Sans varier d’un son, d’où viens-tu, chant si vieux, Héritage flottant qu’un siècle à l’autre envoie ? Est-il vrai, matelots, que, parmi vos aïeux,
On le chantait aux jours de la guerre de Troie ?… Joseph Autran « Chanson du soir » Les poèmes de la Mer, 1859
Le « Media voce sumus » est sans doute d’origine byzantine, très ancienne. Cette antienne apparaît dans les textes du XIe siècle. Il est rapporté dans la vie de saint Thomas d’Aquin que ce dernier pleura un soir, lors de l’office des complies de Carême en l’entendant.

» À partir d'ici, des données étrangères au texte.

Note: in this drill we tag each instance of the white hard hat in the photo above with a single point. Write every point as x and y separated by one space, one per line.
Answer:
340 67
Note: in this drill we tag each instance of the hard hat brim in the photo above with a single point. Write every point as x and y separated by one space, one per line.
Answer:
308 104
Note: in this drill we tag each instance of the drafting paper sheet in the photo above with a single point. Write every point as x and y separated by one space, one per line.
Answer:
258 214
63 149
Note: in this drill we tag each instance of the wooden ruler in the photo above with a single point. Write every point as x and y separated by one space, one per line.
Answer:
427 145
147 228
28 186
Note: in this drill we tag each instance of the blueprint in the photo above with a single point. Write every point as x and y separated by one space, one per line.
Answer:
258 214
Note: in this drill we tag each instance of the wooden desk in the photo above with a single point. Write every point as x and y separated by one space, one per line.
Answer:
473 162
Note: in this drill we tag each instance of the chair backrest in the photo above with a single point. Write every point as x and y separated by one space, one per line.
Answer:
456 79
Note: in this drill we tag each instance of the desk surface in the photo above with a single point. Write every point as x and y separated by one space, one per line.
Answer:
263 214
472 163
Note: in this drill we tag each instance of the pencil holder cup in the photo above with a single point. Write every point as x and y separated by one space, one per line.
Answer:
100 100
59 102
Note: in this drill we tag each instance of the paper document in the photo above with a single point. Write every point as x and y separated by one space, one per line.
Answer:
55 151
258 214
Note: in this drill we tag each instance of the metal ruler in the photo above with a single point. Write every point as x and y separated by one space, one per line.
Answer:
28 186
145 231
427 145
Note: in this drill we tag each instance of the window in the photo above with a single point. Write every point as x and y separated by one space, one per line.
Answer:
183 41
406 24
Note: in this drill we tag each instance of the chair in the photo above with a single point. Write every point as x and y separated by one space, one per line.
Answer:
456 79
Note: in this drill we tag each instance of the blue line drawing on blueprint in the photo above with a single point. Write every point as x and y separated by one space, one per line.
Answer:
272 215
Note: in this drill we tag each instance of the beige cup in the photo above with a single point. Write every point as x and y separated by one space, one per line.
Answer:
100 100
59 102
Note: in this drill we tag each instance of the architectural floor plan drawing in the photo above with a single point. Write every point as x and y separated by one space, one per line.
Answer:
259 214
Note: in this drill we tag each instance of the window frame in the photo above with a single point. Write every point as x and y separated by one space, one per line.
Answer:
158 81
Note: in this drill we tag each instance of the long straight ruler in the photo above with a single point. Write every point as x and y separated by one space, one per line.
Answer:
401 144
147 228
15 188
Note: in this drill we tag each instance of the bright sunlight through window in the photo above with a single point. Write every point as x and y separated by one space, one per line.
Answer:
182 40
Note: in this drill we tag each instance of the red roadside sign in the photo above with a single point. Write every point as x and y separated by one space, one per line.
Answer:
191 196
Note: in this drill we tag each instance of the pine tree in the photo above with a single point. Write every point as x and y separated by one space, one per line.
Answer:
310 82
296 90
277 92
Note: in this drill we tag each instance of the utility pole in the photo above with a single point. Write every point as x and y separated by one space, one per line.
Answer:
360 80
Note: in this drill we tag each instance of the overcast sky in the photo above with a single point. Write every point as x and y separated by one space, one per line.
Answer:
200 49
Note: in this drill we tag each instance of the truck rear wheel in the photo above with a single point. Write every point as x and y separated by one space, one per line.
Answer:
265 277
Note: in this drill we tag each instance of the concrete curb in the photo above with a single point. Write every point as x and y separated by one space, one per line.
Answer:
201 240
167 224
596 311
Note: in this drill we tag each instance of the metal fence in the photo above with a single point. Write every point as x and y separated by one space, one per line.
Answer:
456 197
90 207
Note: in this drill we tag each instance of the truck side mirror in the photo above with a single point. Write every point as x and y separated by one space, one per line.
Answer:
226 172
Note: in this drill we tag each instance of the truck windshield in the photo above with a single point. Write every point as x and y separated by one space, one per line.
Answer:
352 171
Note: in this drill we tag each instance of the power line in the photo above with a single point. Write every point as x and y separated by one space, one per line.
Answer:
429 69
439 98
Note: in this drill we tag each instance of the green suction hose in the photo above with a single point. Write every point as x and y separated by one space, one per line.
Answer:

Saint Thomas d’Aquin ne souhaitant d’autre récompense que le Seigneur, a trouvé cette demande magnifiquement concrétisée dans le texte de cette antienne.
“Media vita in morte sumus”
Media vita in morte sumus ; quem quærimus adjutorem, nisi te, Domine ?
qui pro peccatis nostris juste irasceris.
Sancte Deus, Sancte fortis, Sancte misericors Salvator, amare morti ne tradas nos.
In te speravimus, patres nostris Speraverunt et liberasti eos.
Sancte Deus, Sancte fortis, Sancte misericors Salvator, amare morti ne tradas nos.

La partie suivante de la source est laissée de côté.